Who is subsidising whom in that lot? The only people I really see making money are the baby-boomers (like my parents) who were handed a wad by Maggie and the mortgage companies.

AgaPanthers · 12/03/2014 14:09

The average Market Rent for a 3-bed property is £311.25/wk. £437.50/wk in London. The average social rent is £84.56/wk and £110/wk respectively.

Social rents are subject to economic subsidy.

The net outcome is identical if someone rents a £311.25/wk private sector house and then claims £230 in housing benefit (a cash subsidy), as if they simply rented a £84.56/wk social house (an economic subsidy).

Since the government has control over the supply of land (we have no land shortage, only an artificial constraint through building permit rationing (aka planning)), a mass building programme, where large numbers of social houses are built each year (perhaps 200,000 or more, which is more than the current TOTAL build programme) makes good economic sense, since the government can build much cheaper than private developers, and this will work out cheaper than continuing to pay cash subsidies to the shitty assured-shorthold-tenancy/buy-to-let sector.

The current government is unlikely to repeal the assured shorthold tenancy shit, which paved the way for the festering boil that is buy-to-let to fuck up the housing sector under Blair (albeit it was brought in at the end of the Major government), which would be more of a nuclear option to repairing some of the damage, since it would fuck with millions of buy-to-let investors and their mortgages/the banks.

NeedsAsockamnesty · 12/03/2014 14:11

Actually council housing was designed expressly to provide homes for everybody who wanted one, the idea behind it was on the same street you could have a doctor a baker a police officer and a street cleaner.

That's exactly what it was for

IncognitoErgoSum · 12/03/2014 14:12

Dinosaursareextinct wrote:
I don't think it's fair (if that matters to anyone) for public assets to be used like that.

I completely agree.
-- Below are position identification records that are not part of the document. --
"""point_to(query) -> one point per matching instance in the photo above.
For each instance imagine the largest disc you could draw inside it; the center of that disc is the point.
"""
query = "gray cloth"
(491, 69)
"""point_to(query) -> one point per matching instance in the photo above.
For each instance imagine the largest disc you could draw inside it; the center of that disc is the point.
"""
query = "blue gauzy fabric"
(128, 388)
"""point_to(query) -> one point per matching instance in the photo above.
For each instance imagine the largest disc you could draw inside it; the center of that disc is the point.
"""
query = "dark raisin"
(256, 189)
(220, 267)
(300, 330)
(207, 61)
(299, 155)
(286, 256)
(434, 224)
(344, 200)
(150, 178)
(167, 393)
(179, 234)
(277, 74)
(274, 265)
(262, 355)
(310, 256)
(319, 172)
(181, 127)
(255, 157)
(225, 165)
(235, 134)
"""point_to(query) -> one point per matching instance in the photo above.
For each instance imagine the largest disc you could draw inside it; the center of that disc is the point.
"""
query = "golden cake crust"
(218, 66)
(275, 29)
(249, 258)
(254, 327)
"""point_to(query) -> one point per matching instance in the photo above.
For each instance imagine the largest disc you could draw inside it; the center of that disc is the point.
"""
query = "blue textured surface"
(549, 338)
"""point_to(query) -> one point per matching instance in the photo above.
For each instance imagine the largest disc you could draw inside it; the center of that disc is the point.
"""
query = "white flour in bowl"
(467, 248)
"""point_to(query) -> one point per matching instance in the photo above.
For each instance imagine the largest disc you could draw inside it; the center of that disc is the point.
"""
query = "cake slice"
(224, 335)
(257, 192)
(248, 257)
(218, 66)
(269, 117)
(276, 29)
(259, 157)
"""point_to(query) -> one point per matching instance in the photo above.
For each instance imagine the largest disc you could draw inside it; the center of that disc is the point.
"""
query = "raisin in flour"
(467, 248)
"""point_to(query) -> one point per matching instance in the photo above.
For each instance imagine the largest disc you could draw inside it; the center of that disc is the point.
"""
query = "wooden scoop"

But part of the problem is that councils were specifically prevented from using RTB receipts to build more houses (so the stock declined dramatically). And now, they cannot use the rents to subsidise other services - even if SH tenants were to pay "full market rents" that would not release more money for elderly care.

A PP said that the market had been distorted - it has, over 25 years and that is the real scandal that we should all be protesting about.